Des jeunes chanteuses et danseuses sont
venues embrasser Simon, lui parler comme à un enfant gâté, il roucoulait au
milieu de son fan club. Il n’était plus le même mais un homme qui invitait tout
le monde généreusement, payait sans rechigner. J’ai compté qu’il avait dépensé une somme folle dans la soirée. Ivan
me dit à l’oreille « Il le fait presque tous les soirs, ne t’en fait pas
il est millionnaire » J’avoue que je ne m’en faisais pas du tout.
J’avais commandé un jus de fruit à son
compte et j’admirai le spectacle, les pitreries d’un vieil homme soûl ne
m’amusaient nullement.
A cette époque j’étais au chômage et j’en
profitai pour lui glisser un mot de mon état précaire. Il me rassura
aussitôt :
- Viens me voir demain au café en face du
métro La Bastille à 18 heures, j’ai quelque chose pour toi, ma secrétaire vient
de prendre sa retraite, cela t’intéresse ?
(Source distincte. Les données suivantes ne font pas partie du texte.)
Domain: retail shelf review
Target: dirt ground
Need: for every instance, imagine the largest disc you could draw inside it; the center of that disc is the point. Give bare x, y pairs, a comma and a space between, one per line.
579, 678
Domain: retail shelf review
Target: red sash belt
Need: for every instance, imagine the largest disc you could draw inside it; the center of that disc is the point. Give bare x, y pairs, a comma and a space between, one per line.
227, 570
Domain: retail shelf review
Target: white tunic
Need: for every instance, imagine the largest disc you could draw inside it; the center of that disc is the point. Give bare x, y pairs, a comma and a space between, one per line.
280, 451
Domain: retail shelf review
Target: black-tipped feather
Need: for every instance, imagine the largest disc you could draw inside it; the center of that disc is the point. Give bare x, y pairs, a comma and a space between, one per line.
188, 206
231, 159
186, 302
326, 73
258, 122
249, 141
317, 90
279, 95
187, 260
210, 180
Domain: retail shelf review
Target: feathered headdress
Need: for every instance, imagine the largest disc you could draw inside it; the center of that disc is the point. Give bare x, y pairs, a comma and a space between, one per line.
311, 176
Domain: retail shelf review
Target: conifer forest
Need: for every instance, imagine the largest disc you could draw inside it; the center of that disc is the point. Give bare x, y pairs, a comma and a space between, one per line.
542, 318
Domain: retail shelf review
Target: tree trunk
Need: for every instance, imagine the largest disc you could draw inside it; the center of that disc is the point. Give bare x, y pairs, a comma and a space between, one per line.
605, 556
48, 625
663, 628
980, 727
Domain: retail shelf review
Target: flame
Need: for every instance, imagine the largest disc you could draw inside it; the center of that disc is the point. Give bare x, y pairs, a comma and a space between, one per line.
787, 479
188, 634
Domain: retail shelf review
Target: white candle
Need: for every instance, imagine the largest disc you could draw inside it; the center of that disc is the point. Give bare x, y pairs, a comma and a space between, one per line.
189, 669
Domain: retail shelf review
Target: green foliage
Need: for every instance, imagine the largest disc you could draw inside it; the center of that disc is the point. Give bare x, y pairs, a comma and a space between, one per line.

- Oui, merci beaucoup ! Seule avec une
fille pré adolescente j’aurai accepté n’importe quoi, il me tenait, il me
fallait absolument cet emploi.
Le lendemain j’attendais au café de la
Bastille depuis deux heures mais à 20 heures 30 je partis et allais voir si je
trouvais le vieux Simon au cabaret où je l’avais rencontré. Il y était avec une
nombreuse cour. Me voyant il me fit signe de venir, je répondis :
-
Je n’aime pas
les lapins ! Et j’allai m’asseoir un peu plus loin froissée qu’il
m’ait oublié.
Ivan vint me dire qu’il était beaucoup sollicité et qu’il ne fallait
pas lui en vouloir, la prochaine fois il m’aidera. Il me proposa même de lui
parler de mon cas presque désespéré avec ma gamine de douze ans passé.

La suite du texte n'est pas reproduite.